City Repair Project
- Formation: 1996; 30 years ago
- Founded at: Portland, Oregon
- Purpose: Community education and activism
- Coordinates: 45°31′12″N 122°40′55″W﻿ / ﻿45.52000°N 122.68194°W
- Board of directors: Brent Bellamy, Sarah Frances Micaelson Lakeman, Todd Ferry, Mark Michaelson Lakeman
- Website: cityrepair.org

= City Repair Project =

U.S. nonprofit organization

The City Repair Project is a 501(c)(3) non-profit organization based in Portland, Oregon. Its focus is education and activism for community building. The organizational motto is "The City Repair Project is group of citizen activists creating public gathering places and helping others to creatively transform the places where they live."

== Structure ==
City Repair is an organization primarily run by volunteers. A board of directors oversees the project's long-term vision, and a council maintains its daily operations. Both the board of directors and council meet monthly. City Repair's work focuses on localization and placemaking. The City Repair Project maintains an office in Portland.

== History ==
The City Repair Project was founded in 1996 by a small group of neighbors interested in sustainability and neighborhood activism. The first City Repair action was an intersection repair at Share-It Square at SE 9th Ave and SE Sherrett Street. An intersection repair is a place where two streets crossed that is painted by the members of that neighborhood. The street is closed down during the painting. The first intersection repair that happened was at Share-it Square. Other intersection repairs include Sunnyside Piazza.

== Annual events ==
City Repair hosts two events annually, Portland's Earth Day celebration and the Village Building Convergence.

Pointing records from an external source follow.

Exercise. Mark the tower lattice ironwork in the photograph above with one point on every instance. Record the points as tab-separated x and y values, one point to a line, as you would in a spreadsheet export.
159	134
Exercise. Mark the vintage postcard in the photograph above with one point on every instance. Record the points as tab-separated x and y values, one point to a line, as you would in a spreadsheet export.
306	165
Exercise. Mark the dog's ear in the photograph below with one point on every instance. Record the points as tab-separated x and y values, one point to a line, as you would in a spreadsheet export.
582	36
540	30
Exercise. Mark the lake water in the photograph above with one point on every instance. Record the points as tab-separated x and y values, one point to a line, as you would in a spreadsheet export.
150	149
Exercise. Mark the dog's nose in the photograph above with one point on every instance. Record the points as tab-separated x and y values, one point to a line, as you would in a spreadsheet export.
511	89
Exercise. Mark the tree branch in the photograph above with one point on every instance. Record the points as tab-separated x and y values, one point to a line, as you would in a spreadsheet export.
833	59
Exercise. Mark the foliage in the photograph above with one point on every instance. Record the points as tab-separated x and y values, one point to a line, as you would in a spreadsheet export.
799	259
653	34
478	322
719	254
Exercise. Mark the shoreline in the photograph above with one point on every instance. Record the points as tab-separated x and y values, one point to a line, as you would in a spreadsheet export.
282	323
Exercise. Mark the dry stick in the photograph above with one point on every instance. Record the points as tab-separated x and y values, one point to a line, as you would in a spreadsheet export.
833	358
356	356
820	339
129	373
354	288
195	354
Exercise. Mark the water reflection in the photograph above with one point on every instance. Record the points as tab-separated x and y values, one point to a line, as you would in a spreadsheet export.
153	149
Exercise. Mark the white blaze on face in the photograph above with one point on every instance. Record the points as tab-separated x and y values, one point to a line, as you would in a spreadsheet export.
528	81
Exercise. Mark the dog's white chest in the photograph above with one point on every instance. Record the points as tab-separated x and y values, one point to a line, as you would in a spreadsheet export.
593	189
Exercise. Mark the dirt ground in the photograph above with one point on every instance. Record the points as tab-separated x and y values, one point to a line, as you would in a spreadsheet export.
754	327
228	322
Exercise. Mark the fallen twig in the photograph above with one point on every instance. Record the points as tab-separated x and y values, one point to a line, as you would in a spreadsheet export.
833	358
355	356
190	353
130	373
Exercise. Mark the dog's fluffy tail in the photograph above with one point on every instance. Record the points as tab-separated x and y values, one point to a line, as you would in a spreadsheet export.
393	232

Past projects include the T-Horse, a small pick-up truck converted into a mobile tea house. The T-Horse was driven to neighborhood sites and events around Portland and served free chai and pie.

The organization has inspired groups around the United States to start their own City Repair Projects. Unaffiliated City Repairs exist in California, Washington, Minnesota, and other places.

The Village Building Convergence (VBC) is an annual 10-day event held every May in Portland, Oregon, United States. The event is coordinated by the City Repair Project and consists of a series of workshops incorporating natural building and permaculture design at multiple sites around the city. Many of the workshops center on "intersection repairs" which aim to transform street intersections into public gathering spaces.

===Background===
In 1996, neighbors in the Sellwood neighborhood of Portland at the intersection of 8th and Sherrett created a tea stand, children's playhouse and community library on the corner and renamed it "Share-It Square". Community organizers founded the City Repair Project that same year, seeking to share their vision with the community. In January 2000, the Portland City Council passed ordinance #172207, an "Intersection Repair" ordinance, allowing neighborhoods to develop public gathering places in certain street intersections.

===Sites===
The first Village Building Convergence took place in May 2002, then called the Natural Building Convergence.
During its history, the VBC has coordinated the creation of over 72 natural building and permaculture sites in Portland, including information kiosks, painted intersections, cob benches, and a strawbale house at Dignity Village. The sites are primarily located in the southeast quadrant of Portland. Natural builders from around the world have coordinated the activities at many of the construction sites at the Village Building Convergence. Most of the labor taking place at the sites is done by volunteers.

===Workshops===
The VBC hosts a series of workshops, many of which are free to the public. Topics of the workshops are usually related to sustainability and natural building. Past workshops have included aikido lessons, outdoor mushroom cultivation, bioswale creation, and nonviolent communication.

===Speakers===
The VBC also hosts speakers and entertainment during the evenings of its convergences. Presentations for the 2007 convergence were made at Disjecta by Starhawk, Michael Lerner, and Paul Stamets. Prior years' presentations have been given by Malik Rahim, Toby Hemenway, and Judy Bluehorse.